Because important neurovascular structures exist close together in the distal volar forearm, there have been many complications reported for volar plating of distal radius fractures, including injuries to the median nerve, the PCB of the median nerve, and the radial artery [4, 10]. The FCR is designated as a favorable landmark because of its superficially palpable location, strong and thick structure, and rare anatomical variations. To avoid iatrogenic neurovascular injuries, detailed anatomical studies of the distal volar forearm have been based on the FCR [3, 9]. However, in rare cases where the FCR is absent, there is the possibility of misidentifying the PL as the FCR based on its most radial location in the distal volar forearm, especially under conditions of soft-tissue swelling around the distal forearm resulting from high-energy force. We suggest that the surgical approach should be changed to the classic Henry’s approach when the surgeon observes serious anatomical anomalies in the distal volar forearm [4].
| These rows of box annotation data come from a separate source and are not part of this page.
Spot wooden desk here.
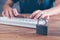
[0,15,60,40]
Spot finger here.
[29,10,40,18]
[41,15,49,20]
[34,13,42,19]
[13,8,19,16]
[9,10,14,18]
[2,11,6,17]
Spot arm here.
[2,0,21,17]
[29,0,60,19]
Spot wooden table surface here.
[0,15,60,40]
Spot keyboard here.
[0,17,46,28]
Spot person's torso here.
[19,0,55,13]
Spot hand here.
[29,10,49,19]
[2,7,23,18]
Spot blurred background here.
[0,0,20,14]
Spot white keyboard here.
[0,17,46,28]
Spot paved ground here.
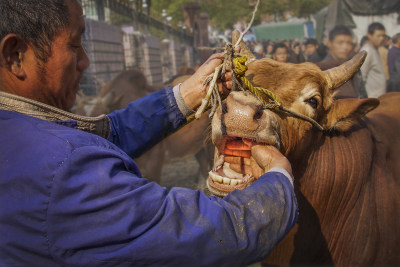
[160,155,206,191]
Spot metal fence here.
[82,0,193,44]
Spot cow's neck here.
[282,124,374,263]
[293,127,374,219]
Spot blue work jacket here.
[0,87,297,267]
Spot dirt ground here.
[160,155,207,193]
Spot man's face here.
[305,44,318,56]
[328,34,353,60]
[367,30,386,48]
[272,47,289,62]
[26,1,89,110]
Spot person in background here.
[358,35,368,51]
[316,34,329,59]
[387,33,400,92]
[304,38,322,63]
[265,42,274,58]
[0,0,297,267]
[361,22,386,97]
[378,35,391,81]
[287,41,306,63]
[272,43,289,62]
[324,25,353,61]
[253,44,264,59]
[321,25,367,98]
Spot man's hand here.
[180,53,232,109]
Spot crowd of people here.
[247,22,400,98]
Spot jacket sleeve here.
[46,146,297,266]
[108,87,186,158]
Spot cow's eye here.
[306,97,318,108]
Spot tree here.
[290,0,332,18]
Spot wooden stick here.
[196,63,224,119]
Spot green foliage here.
[151,0,193,25]
[151,0,332,30]
[290,0,332,18]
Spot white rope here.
[233,0,260,48]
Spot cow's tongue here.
[213,139,251,179]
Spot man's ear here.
[326,98,379,132]
[0,34,27,79]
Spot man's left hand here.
[180,53,232,110]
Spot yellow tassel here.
[233,55,281,110]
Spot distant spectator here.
[378,35,390,80]
[387,33,400,92]
[361,22,386,97]
[265,42,274,58]
[287,42,306,63]
[253,44,264,59]
[272,43,289,62]
[316,34,329,59]
[304,38,322,63]
[324,25,353,61]
[360,35,368,47]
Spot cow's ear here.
[232,30,256,63]
[326,98,379,132]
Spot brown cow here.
[74,69,213,187]
[208,37,400,266]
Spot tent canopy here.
[254,22,304,41]
[343,0,400,16]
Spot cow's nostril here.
[253,109,264,121]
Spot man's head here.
[304,38,318,56]
[272,43,289,62]
[392,32,400,48]
[328,25,353,60]
[367,22,386,48]
[0,0,89,110]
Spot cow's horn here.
[232,30,256,62]
[324,51,367,89]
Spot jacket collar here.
[0,91,110,139]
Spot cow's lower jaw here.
[207,137,256,197]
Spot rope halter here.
[233,55,325,131]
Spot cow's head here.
[207,32,379,196]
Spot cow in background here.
[73,68,213,184]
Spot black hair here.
[360,35,368,47]
[368,22,385,35]
[329,25,353,42]
[392,33,400,44]
[0,0,70,62]
[272,43,289,54]
[304,38,318,46]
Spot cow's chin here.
[207,136,276,197]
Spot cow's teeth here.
[208,171,243,185]
[223,162,244,179]
[223,177,231,185]
[208,171,223,184]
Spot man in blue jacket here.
[0,0,297,266]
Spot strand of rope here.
[233,55,281,110]
[233,0,260,48]
[233,55,324,131]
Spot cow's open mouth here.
[207,136,272,197]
In the present case, in addition to the absence of the FCR, we also identified an anomalous FCRB muscle. In general, the FCRB is considered to be an accessory muscle of the FCR that arises from the volar surface of the radius and inserts at various sites, including the base of the metacarpal bone, trapezium, and capitate [11]. Although this muscle functions to allow weak flexion of the wrist, it seems to be less important in normal function [5]. Although the previous two reports concerning an absent FCR did not describe the existence of the FCRB, it seems to play a role in wrist flexion as an alternative to the FCR. Surgeons should have a detailed knowledge of the range of possible anomalies to complete the fixation of a distal radius fracture safely [5].

Although the FCR approach is commonly used for fixation of distal radius fractures because of its simplicity and safety, various types of anatomical variations and anomalies of the distal volar forearm structures including the median nerve, the PCB of the median nerve, and the flexor tendon have been reported. Because the FCR is designated as a favorable landmark because of its superficially palpable location, strong and thick structure, and rare anatomical variations, there is the possibility of iatrogenic complications in cases where the FCR is absent. We suggest that surgeons should have a detailed knowledge about the range of possible anomalies to complete the fixation of a distal radius fracture safely.